Limb ischemia is a group of diseases caused by stenosis or occlusion of lower extremity arteries, resulting in inadequate perfusion of distal limb tissues. Clinically, arteriosclerosis obliterans, collagen disease-associated vasculitis, and thromboangiitis obliterans are the most common [1]. According to the duration and severity of ischemia, limb ischemia can be divided into acute limb ischemia (ALI) and chronic limb ischemia. ALI is a sudden, recent decrease in limb perfusion (lasting less than 14 days) that endangers the viability of the lower limb [2]. In clinical treatment, amputation may be the only option for many patients. Unfortunately, very few amputees can return to normal life [3]. Therefore, it is urgent to find effective therapeutic measures for limb ischemia.

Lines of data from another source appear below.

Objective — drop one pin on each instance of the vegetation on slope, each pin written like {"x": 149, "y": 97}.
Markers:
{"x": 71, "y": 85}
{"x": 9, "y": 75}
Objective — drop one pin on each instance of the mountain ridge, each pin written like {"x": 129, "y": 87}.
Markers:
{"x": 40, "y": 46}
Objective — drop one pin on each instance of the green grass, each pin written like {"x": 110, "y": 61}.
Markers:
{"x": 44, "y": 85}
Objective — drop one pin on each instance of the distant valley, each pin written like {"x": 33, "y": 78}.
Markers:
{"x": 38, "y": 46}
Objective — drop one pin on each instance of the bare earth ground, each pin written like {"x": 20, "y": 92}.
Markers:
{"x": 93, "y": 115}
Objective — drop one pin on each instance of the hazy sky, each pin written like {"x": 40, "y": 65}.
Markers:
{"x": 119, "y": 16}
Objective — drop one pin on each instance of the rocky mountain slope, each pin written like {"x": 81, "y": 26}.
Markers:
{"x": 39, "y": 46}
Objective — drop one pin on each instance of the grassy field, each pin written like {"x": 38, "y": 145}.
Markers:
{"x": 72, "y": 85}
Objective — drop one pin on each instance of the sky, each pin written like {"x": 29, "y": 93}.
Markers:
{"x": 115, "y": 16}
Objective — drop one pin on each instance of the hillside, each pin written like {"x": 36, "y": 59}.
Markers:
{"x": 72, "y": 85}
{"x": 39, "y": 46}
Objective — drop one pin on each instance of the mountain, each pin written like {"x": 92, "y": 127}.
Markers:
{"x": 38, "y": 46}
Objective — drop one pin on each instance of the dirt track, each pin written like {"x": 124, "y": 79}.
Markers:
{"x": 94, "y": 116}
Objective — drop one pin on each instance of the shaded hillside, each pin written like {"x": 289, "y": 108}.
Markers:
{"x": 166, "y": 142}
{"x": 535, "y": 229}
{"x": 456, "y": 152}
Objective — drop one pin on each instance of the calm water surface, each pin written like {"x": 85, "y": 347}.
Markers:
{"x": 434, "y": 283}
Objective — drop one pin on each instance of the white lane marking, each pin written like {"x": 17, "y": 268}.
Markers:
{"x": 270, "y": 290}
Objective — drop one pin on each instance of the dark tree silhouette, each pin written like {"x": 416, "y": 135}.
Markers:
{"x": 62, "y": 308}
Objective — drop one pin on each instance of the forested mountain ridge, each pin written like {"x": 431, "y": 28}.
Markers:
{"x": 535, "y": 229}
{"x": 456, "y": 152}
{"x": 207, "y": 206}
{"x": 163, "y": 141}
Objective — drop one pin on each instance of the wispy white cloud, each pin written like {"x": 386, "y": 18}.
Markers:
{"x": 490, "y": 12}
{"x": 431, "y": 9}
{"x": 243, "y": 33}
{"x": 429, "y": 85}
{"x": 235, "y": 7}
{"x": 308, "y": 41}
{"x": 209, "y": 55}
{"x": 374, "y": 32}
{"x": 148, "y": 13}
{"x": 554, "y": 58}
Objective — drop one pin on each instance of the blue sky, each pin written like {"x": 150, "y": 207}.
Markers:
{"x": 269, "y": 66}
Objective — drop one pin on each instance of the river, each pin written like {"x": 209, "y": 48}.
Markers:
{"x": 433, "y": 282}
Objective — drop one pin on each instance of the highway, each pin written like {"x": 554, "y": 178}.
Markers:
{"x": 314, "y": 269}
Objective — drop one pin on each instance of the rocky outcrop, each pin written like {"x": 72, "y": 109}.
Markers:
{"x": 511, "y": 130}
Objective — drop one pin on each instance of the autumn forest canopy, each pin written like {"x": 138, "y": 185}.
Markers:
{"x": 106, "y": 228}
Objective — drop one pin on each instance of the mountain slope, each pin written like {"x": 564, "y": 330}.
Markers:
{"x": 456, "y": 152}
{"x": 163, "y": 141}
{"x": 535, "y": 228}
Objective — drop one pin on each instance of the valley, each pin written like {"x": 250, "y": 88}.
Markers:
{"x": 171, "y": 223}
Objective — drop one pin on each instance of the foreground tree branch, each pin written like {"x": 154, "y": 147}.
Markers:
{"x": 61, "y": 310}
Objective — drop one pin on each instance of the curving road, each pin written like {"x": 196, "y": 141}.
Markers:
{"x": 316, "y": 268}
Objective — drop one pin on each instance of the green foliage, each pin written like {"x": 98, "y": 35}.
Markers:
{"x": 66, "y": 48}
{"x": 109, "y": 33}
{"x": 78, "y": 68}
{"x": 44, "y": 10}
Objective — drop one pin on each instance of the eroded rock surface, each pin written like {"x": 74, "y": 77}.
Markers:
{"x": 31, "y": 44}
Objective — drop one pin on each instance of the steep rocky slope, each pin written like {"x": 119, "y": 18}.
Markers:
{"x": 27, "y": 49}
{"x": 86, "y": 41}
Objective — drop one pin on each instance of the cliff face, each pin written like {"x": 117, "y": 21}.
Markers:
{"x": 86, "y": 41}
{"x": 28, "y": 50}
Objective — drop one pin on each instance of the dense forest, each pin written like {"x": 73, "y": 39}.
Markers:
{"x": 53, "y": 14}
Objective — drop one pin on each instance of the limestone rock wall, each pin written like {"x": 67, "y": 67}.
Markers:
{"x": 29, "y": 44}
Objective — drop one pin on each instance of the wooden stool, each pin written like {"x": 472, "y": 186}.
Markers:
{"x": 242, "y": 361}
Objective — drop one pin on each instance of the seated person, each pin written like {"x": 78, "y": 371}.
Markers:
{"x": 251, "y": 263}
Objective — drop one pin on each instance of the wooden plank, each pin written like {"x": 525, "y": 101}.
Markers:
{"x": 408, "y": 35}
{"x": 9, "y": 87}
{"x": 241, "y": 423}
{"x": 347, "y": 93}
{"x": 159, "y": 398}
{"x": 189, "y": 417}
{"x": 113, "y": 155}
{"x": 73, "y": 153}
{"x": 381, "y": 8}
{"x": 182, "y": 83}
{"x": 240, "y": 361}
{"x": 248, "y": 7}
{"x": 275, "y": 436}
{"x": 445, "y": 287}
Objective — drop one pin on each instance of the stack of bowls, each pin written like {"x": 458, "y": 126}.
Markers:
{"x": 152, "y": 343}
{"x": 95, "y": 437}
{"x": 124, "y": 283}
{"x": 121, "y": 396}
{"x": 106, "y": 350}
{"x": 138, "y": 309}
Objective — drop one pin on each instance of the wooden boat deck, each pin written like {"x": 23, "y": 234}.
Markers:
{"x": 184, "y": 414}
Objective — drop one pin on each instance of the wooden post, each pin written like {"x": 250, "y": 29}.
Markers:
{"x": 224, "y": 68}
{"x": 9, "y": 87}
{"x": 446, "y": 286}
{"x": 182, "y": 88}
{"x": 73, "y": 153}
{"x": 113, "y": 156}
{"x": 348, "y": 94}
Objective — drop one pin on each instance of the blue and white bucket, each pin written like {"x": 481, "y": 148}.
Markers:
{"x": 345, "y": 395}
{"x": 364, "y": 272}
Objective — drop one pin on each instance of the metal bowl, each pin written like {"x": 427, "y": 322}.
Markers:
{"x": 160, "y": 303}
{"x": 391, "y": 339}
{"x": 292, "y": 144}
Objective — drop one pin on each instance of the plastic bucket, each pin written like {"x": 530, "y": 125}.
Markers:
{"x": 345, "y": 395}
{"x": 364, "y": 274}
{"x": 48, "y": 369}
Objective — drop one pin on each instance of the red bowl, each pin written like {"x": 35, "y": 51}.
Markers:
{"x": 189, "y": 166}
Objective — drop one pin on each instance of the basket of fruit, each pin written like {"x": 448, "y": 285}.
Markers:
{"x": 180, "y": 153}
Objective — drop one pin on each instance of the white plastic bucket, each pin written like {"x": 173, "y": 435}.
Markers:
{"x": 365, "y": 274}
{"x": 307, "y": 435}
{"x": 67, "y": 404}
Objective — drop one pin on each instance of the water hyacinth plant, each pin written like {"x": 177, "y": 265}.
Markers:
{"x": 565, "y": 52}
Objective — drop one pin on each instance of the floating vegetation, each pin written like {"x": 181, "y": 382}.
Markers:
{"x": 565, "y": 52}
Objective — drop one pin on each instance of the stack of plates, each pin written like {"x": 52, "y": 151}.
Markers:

In recent years, therapeutic neovascularization is a promising option for overcoming ischemia by providing an improved vascular network. Angiogenesis is a process in which vascular endothelial cells form a new vascular network by germinating or embedding based on the original blood vessels, which can establish effective collateral circulation in the ischemic area, restore the blood supply in the lesion area, improve the damaged ischemic tissue, and provide a new idea and approach for the treatment of ischemic diseases of lower limbs [4]. Vascular endothelial growth factor (VEGF) is a growth factor promoting vascular endothelial cells, which can promote the increase of vascular permeability, migration, proliferation, and angiogenesis. The VEGF overexpression has been proven to improve lower limb ischemia in diabetic mice [5].

Aryl hydrocarbon receptor (AhR) is a widely expressed heterodimer transcription regulatory factor, which is mostly located in the cytoplasmic region when it is not bound to ligands (such as TCDD, ITE, etc.). After binding with ligands, AhR ligand complex translocates to the nucleus and forms a heterodimer with aryl hydrocarbon receptor nuclear translocator (ARNT, also known as HIF-1β), thus inducing downstream gene expression [6,7]. At present, only 2–3 studies have revealed that AhR is critical to angiogenesis through the mouse lower limb ischemia model [8,9]. But the specific mechanism of action has not been clarified. Thus, we select AhR as the research object to conduct an in-depth study on its role in lower limb ischemia.

The signal transducer and activator of transcription 1 (STAT1) is a signal transduction protein. More and more studies have found that STAT1 inhibits tumor angiogenesis by down-regulating the expression level of VEGF [[10], [11], [12]], but no studies have revealed its role in ischemic diseases of lower limbs. Since the antiangiogenic effect of STAT1 can serve as an effective target for the treatment of diseases, we will simultaneously explore the mechanism of STAT1 in ischemic diseases of lower limbs.

Therefore, in this study, we hypothesized that AhR inhibits endothelial angiogenesis by promoting STAT1 and thereby down-regulating VEGF expression in lower extremity ischemic diseases.